Low-budget but memorable would-be shocker that instead emerges as theater of the bizarre. Vulnerable, naive nurse Charlotte Beale comes to a secluded mental hospital and is completely unaware that the only sane people have been murdered, despite the red flags that are constantly being raised all around her.
The lack of a decent budget really gives the filmmakers little more to go on than a sense of style, as well as a cast of wacky characters. The pleasures of this film don't come from the film's shocks, which are fairly tame, but from the weird atmosphere. First we have the delusional woman who thinks her baby doll is real. There's also an axe-murdering judge, a shell-shocked war veteran, and old Mrs. Callahan is like everybody's daffy elderly grandmother gone amok. A young patient named Allyson gives the term "nymphomaniac" new meaning. A big guy named Sam is just a little slow after a botched lobotomy, and Jennifer vaults suddenly between catatonia and violent outbursts. The only other sentient person in the place seems to be Dr. Masters, but does she have a secret?
"Don't Look in the Basement" is a great example of low-budget exploitation films. There isn't much plot going on, but the cheapness works for the movie. Several cast members turn in memorable performances, particularly Betty Chandler and Annabelle Weenick, and the way the director adds little weird details to the movie can really stick with you.
The scene between Allyson and "the telephone man" is a classic for all time, and especially delicious are the facial expressions of Dr. Masters when she begins to go over the edge near the finale of the movie. Brownrigg also makes great use of the cheap soundtrack, with several musical cues really evoking the characters that they accompany. My favorite cue is the "crazy" cue, a sitar that twangs whenever one of the patients does something pathological.
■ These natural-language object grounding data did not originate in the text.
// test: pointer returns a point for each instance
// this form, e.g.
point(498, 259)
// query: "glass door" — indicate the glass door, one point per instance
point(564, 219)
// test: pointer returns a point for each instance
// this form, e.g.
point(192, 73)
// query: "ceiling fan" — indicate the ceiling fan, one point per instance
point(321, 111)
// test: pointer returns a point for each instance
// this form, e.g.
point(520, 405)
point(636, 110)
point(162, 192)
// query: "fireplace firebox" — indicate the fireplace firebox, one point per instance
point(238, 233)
Also wonderful is the way that Charlotte herself plunges into hysteria at the climax, with the patients revealing that Dr. Masters is simply another inmate, and then suggesting that CHARLOTTE is also a patient who is being allowed to act out her delusions (she certainly has a tenuous grip on reality, why else would she not question the ominous lack of phone service or outside contact?). The scene where Charlotte manages to finish off the barely-alive Dr. Stephens with a toy boat has to be one of the greatest moments in low-budget horror. Yes, "Don't Look in the Basement" could very well be the "American Beauty" of Grade Z trash.